Now, that you have selected your weight-loss routine you’re ready to add in some exercise. The question is how to get started with an exercise routine. Well, below I have shared a few easy steps to get you started!
- First, let’s determine your fitness level. Like me I am sure it has been a while since you have committed yourself to a program and you have no idea how fit you are. Record these baselines so you have to have a few benchmarks to measure yourself against later.
- Measure your BMI(Body Mass Index) This link will get your BMI number
- Walk 1 mile (if you can) and see how long it takes
- Take some measurements: waist & hips etc.
- How many sit-ups can you do?
- How many jumping-jacks can you do?
- Set yourself up for success! Designing an exercise program is important but don’t design one that is unrealistic. I know you want to exercise everyday but is that realistic? I suggest starting out slow and adding as you go.

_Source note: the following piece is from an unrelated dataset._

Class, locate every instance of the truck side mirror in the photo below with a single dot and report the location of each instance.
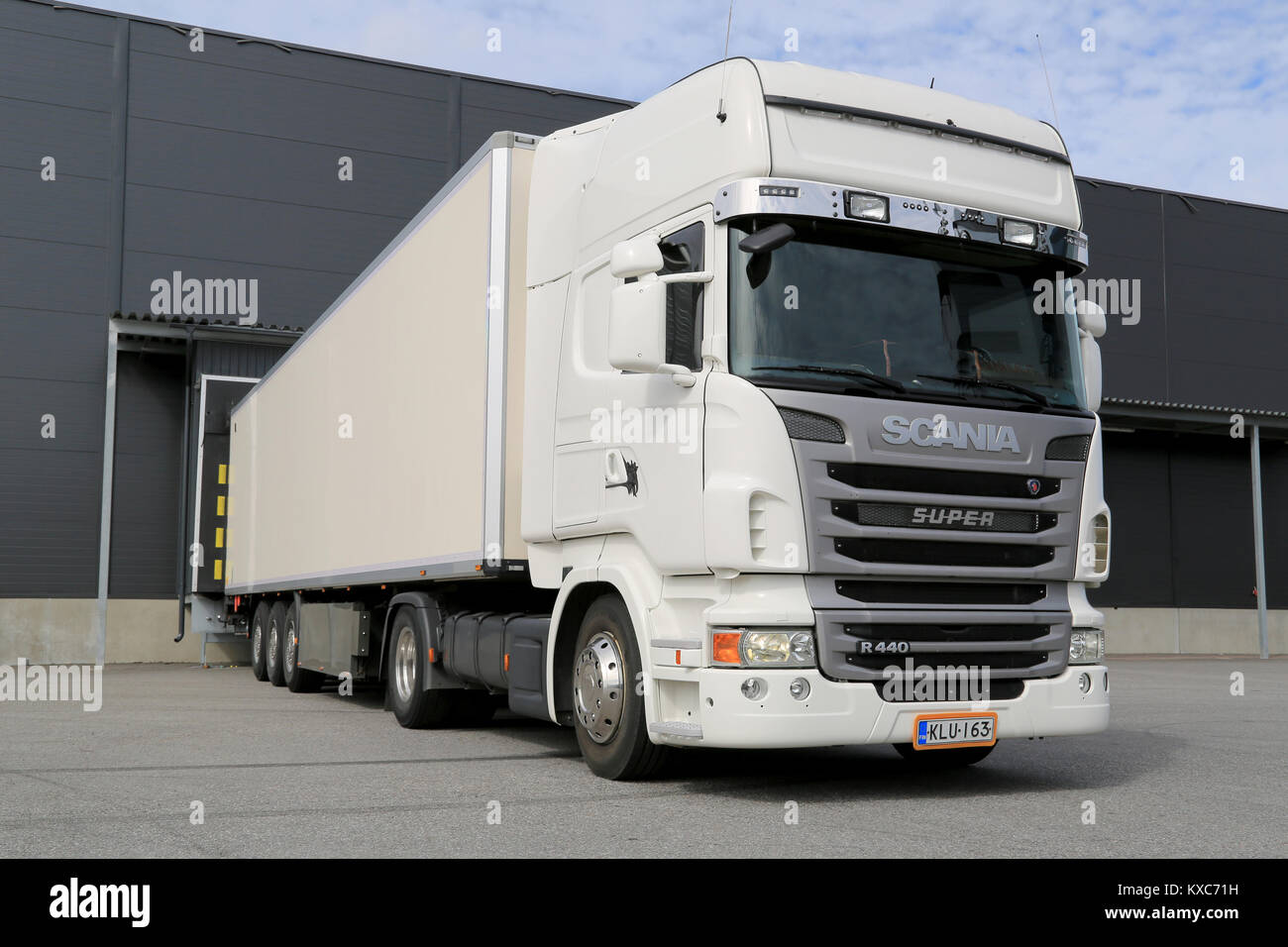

- Start off at your own pace. Don’t try to run a mile when you barely finished walking one during your assessment.
- Add in exercises gradually. Most adults should do at least 30 minutes of cardio a day and at least 2 to 3 days of strength training a week.
- Make sure to switch it up! Try not to do the same thing every day that’s a sure fire way to get bored and to quit exercising. If you walk one day then the next day try some aerobic exercises or yoga and so on.
- Keep an exercise journal to document what you have done each day. Write down your fitness goals here too and make sure to highlight all your successes!
- Listen to your body! If you’re barely getting out of bed in the morning it is time to reevaluate your exercise routine. If you feel pain, shortness of breath, dizziness, or nausea, take a break. You may be pushing yourself too hard.
- Reward yourself when you have accomplished one of your fitness goals! Not with food, but with a massage or a new outfit.
- Use a reminder system. Schedule your workouts like you would a dental appointment; this will help to keep you on track on those days life gets to hectic.
- Another great way to keep you going is to find a buddy to workout with. This will keep you motivated not to mention it is a lot more fun doing exercise with a friend than alone.
- Repeat your fitness assessment from step 1 every month or two to see where you are at and how much you’ve progressed. It’s important to measure success with more than just the scale or tape measure. One of the most important indicators of progress in an exercise routine is getting stronger and faster.
- Finally, be flexible. If you’re not feeling well, give yourself permission to take a day off. But make sure to get back at it as soon as possible.
Starting an exercise routine is a huge decision. But it does not have to be overwhelming. If you take time to plan it out carefully and journal daily, you can create a habit that will change your life!